As relíquias renovaram a sua importância num mundo que deu tanto apreço aos poderes dos
corpos dos santos. Por isso, ativou-se um intenso comércio de relíquias que satisfazia a
necessidade do contacto com o sobrenatural e com o prodigioso que o povo sentia, vivendo
quotidianamente entre o milagre e o relicário. Célebres ficaram os milagres de Santa Fé e de
São Bento. Era aos membros da hierarquia eclesiástica que cabia a tarefa de conhecer e estar
atentos a todos os sinais que indiciassem o facto prodigioso. A grande quantidade de relatos
de acontecimentos insólitos foi fruto do trabalho persistente dos escritores do ano 1000,
geralmente membros do clero, que procuravam sempre uma explicação nas ligações entre
esses factos e o fim dos tempos, no contexto de uma perturbação generalizada da ordem do
mundo. Assim, procuraram nos acontecimentos cósmicos ou naturais os indícios da
proximidade do fim: é o caso do cometa que surgiu em 1014 e que Raul Glaber liga a uma série
de incêndios que ocorreram em simultâneo; é o caso dos eclipses, como o eclipse do Sol que
teve lugar exatamente no ano do milénio da Paixão (1033); é o caso do aparecimento de
criaturas monstruosas como uma enorme baleia que surgiu no lugar de Bernaval e que de
imediato ligaram às guerras na Europa que envolveram a França e a Inglaterra, ou do
nascimento de bebés e animais com defeitos congénitos; é o caso das epidemias e das fomes a
que o homem estava sujeito; é igualmente o caso das pestes não do corpo mas da alma como
a que atingiu os membros da Igreja quando se dedicaram à prática da simonia; é o caso do
aparecimento de movimentos heréticos seguidores do maniqueísmo; é o caso da destruição
do Santo Sepulcro que constituiu o maior dos presságios da desordem, com culpas quer para
os infiéis quer para os judeus.
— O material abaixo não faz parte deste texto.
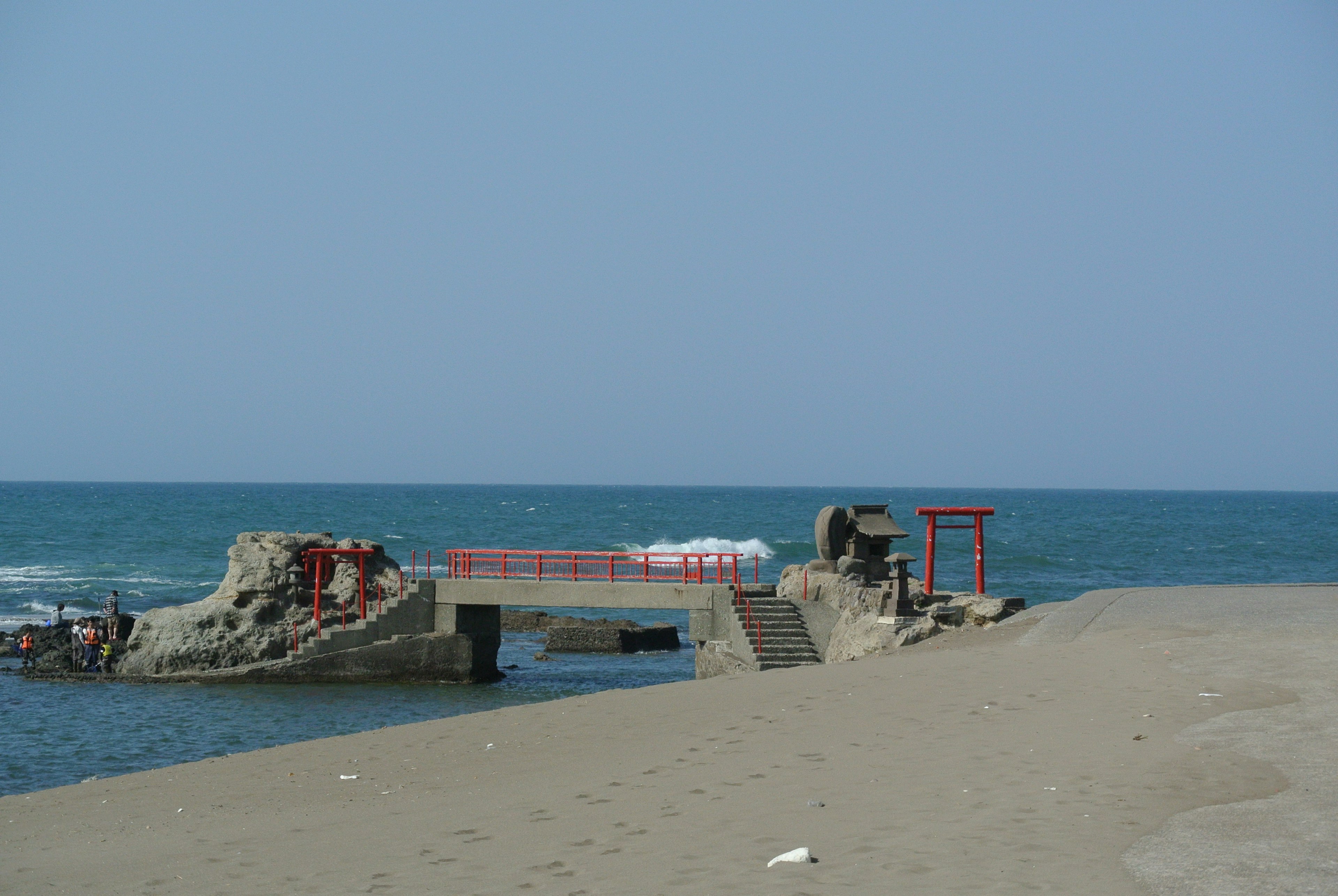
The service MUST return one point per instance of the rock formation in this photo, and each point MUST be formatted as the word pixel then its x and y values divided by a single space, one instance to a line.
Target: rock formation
pixel 858 630
pixel 252 614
Relativamente a estes últimos, os cristãos consideraram-nos
como aliados de Satanás e foi a partir desta altura que se verificou uma onda de
antissemitismo. A exclusão era uma forma de repor a ordem perdida motivada pela presença
destes núcleos portadores de corrupção, mormente no caso dos judeus. Multiplicam-se os
casos de excomunhão e de interdição, mecanismos usados pela Igreja de modo a expurgar a
cristandade dos elementos perniciosos.

O desregramento previsto nestas manifestações invulgares, sinais de intranquilidade e


ansiedade latente, era motivo para uma maior dedicação à penitência. O sacrifício assumia-se
assim como um empreendimento purificador, passando pela destruição voluntária das
riquezas e pela oferenda à entidade divina. A esmola constituiu, de facto, o processo mais
comum de penitência individual. Outro tipo de penitência muito comum nesta época e
durante toda a Idade Média foi a peregrinação quer a Jerusalém, local de eleição, quer aos
túmulos dos santos, nomeadamente ao de Santiago em Compostela. Estas viagens constituíam
uma verdadeira preparação para a morte e simultaneamente uma promessa de salvação. O
encerramento num mosteiro também constituiu um dos meios mais privilegiados de expiação
dos pecados individuais.

A partir do ano 1000, mais propriamente a partir do milénio da Paixão (1033), o mundo
encontraria o seu equilíbrio e iniciava-se uma nova etapa, conforme nos transmitem os
escritos de Raul Glaber. Cessaram as calamidades, vivia-se plenamente o movimento da Paz de
Deus, a Igreja efetivava uma verdadeira reforma, o monaquismo alcançava novo fôlego,
construíram-se santuários e novas igrejas que cobriram a Europa de um "manto branco de
igrejas", refletindo melhores condições económicas e sociais.